If you have Medicare Part D prescription drug coverage, your Medicare Part D coverage may include three phases. Whether you receive your prescription drug coverage through a stand-alone Medicare Part D Prescription Drug Plan (designed to work alongside your Medicare Part A and Part B coverage) or you belong to a Medicare Advantage Prescription Drug plan, the coverage phases are the same.

  • Initial coverage period: This is the first phase of your Medicare Part D coverage. It begins when your plan coverage starts; please note that if your plan has a deductible, you must pay that amount before the plan starts covering your prescription drugs. The initial coverage period ends once you and your plan spend a combined amount of $4,130 in 2021 on covered prescription drugs. If you reach this point you move into the next phase of your coverage for the year.
  • Coverage gap: Between the out-of-pocket spending amounts of $4,130 and $6,550 in 2021, you may be responsible for paying 25% of formulary-covered brand-name and generic medications. This coverage gap is also called the donut hole).
  • Catastrophic coverage: If your out-of-pocket spending reaches $6,550 in 2021, you pay a small copayment or coinsurance for your medications; your plan will cover the rest of the incurred costs in this phase, which extends to the end of the calendar year. The following year, you begin a new benefit period.

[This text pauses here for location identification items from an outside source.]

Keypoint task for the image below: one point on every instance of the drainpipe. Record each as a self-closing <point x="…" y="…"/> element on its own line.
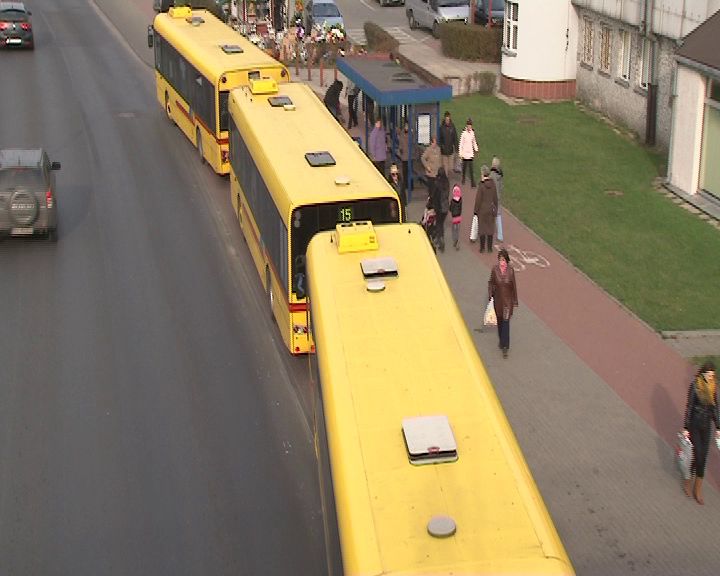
<point x="651" y="113"/>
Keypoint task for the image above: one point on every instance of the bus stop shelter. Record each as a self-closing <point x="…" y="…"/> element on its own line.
<point x="397" y="94"/>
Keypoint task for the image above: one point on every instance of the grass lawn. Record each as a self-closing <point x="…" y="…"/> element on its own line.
<point x="588" y="191"/>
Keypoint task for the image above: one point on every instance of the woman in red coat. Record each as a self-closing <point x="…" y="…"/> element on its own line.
<point x="503" y="289"/>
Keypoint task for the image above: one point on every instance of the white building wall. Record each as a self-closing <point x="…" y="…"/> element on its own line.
<point x="686" y="139"/>
<point x="547" y="40"/>
<point x="673" y="19"/>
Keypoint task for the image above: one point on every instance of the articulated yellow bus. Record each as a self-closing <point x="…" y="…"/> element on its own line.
<point x="420" y="471"/>
<point x="294" y="171"/>
<point x="198" y="60"/>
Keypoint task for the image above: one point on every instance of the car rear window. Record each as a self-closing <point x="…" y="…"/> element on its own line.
<point x="21" y="177"/>
<point x="13" y="16"/>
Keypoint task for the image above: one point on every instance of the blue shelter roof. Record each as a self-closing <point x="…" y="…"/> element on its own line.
<point x="388" y="83"/>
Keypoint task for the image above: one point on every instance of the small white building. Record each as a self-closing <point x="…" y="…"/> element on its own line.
<point x="539" y="40"/>
<point x="694" y="158"/>
<point x="617" y="56"/>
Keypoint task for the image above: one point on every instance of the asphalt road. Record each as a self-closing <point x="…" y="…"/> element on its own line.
<point x="391" y="18"/>
<point x="150" y="420"/>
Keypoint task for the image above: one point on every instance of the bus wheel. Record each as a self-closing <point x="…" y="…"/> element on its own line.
<point x="167" y="108"/>
<point x="198" y="140"/>
<point x="270" y="295"/>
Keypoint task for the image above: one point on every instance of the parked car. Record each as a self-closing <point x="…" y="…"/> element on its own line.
<point x="431" y="13"/>
<point x="27" y="193"/>
<point x="481" y="12"/>
<point x="318" y="12"/>
<point x="15" y="25"/>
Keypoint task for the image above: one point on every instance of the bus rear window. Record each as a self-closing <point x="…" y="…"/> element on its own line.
<point x="309" y="220"/>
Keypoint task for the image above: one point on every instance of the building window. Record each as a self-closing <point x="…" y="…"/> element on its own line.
<point x="644" y="63"/>
<point x="605" y="43"/>
<point x="587" y="57"/>
<point x="624" y="55"/>
<point x="714" y="90"/>
<point x="511" y="23"/>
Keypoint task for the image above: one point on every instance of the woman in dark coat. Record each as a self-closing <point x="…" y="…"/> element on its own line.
<point x="486" y="208"/>
<point x="332" y="99"/>
<point x="441" y="203"/>
<point x="701" y="413"/>
<point x="503" y="289"/>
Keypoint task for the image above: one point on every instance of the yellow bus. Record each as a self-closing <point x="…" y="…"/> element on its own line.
<point x="198" y="60"/>
<point x="294" y="171"/>
<point x="420" y="471"/>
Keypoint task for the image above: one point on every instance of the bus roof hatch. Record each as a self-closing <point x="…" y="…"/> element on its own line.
<point x="355" y="237"/>
<point x="263" y="86"/>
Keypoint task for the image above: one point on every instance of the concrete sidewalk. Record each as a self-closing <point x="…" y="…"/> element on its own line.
<point x="595" y="398"/>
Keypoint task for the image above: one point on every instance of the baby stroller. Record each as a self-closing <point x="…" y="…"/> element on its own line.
<point x="429" y="223"/>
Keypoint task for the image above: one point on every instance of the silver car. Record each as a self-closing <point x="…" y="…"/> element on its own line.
<point x="28" y="205"/>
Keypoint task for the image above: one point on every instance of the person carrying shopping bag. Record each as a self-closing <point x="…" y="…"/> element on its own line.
<point x="502" y="289"/>
<point x="701" y="413"/>
<point x="456" y="214"/>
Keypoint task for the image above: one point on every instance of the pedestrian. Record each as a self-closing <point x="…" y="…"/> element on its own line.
<point x="428" y="222"/>
<point x="448" y="143"/>
<point x="430" y="160"/>
<point x="441" y="205"/>
<point x="351" y="92"/>
<point x="467" y="148"/>
<point x="486" y="209"/>
<point x="377" y="146"/>
<point x="456" y="214"/>
<point x="496" y="174"/>
<point x="701" y="413"/>
<point x="403" y="136"/>
<point x="332" y="99"/>
<point x="503" y="290"/>
<point x="399" y="186"/>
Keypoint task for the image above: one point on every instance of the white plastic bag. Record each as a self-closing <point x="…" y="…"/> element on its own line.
<point x="474" y="228"/>
<point x="490" y="318"/>
<point x="683" y="455"/>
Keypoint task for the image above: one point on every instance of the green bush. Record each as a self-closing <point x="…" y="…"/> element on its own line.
<point x="378" y="40"/>
<point x="471" y="43"/>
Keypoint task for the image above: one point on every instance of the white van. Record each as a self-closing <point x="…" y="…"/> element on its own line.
<point x="432" y="13"/>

While not everyone’s prescription drug use takes them through all three coverage phases, you may have a prescription to fill that moves you from one phase of coverage to another.

Perhaps you and your plan combined have paid $3,885 in prescription drug expenses thus far during the year. Suppose you now require a covered medication that costs you a $250 copayment. Filling that particular prescription will typically take you from the initial coverage period into the coverage gap phase. Because the prescription drug claim falls within two or more coverage phases, it is a “straddle” claim.

What are straddle claims?

Straddle claims are prescription drug claims that fall into two or more coverage phases at once, as described above. The amount owed by a beneficiary is calculated by a formula that tabulates which coverage phases a prescription drug claim straddles, and how the costs incurred by the prescription drug fall into each phase. So using the example above, the plan would calculate the dispensing fee (for the prescription drug) and gap discount to determine the beneficiary’s cost-sharing amount and the plan’s payment amount.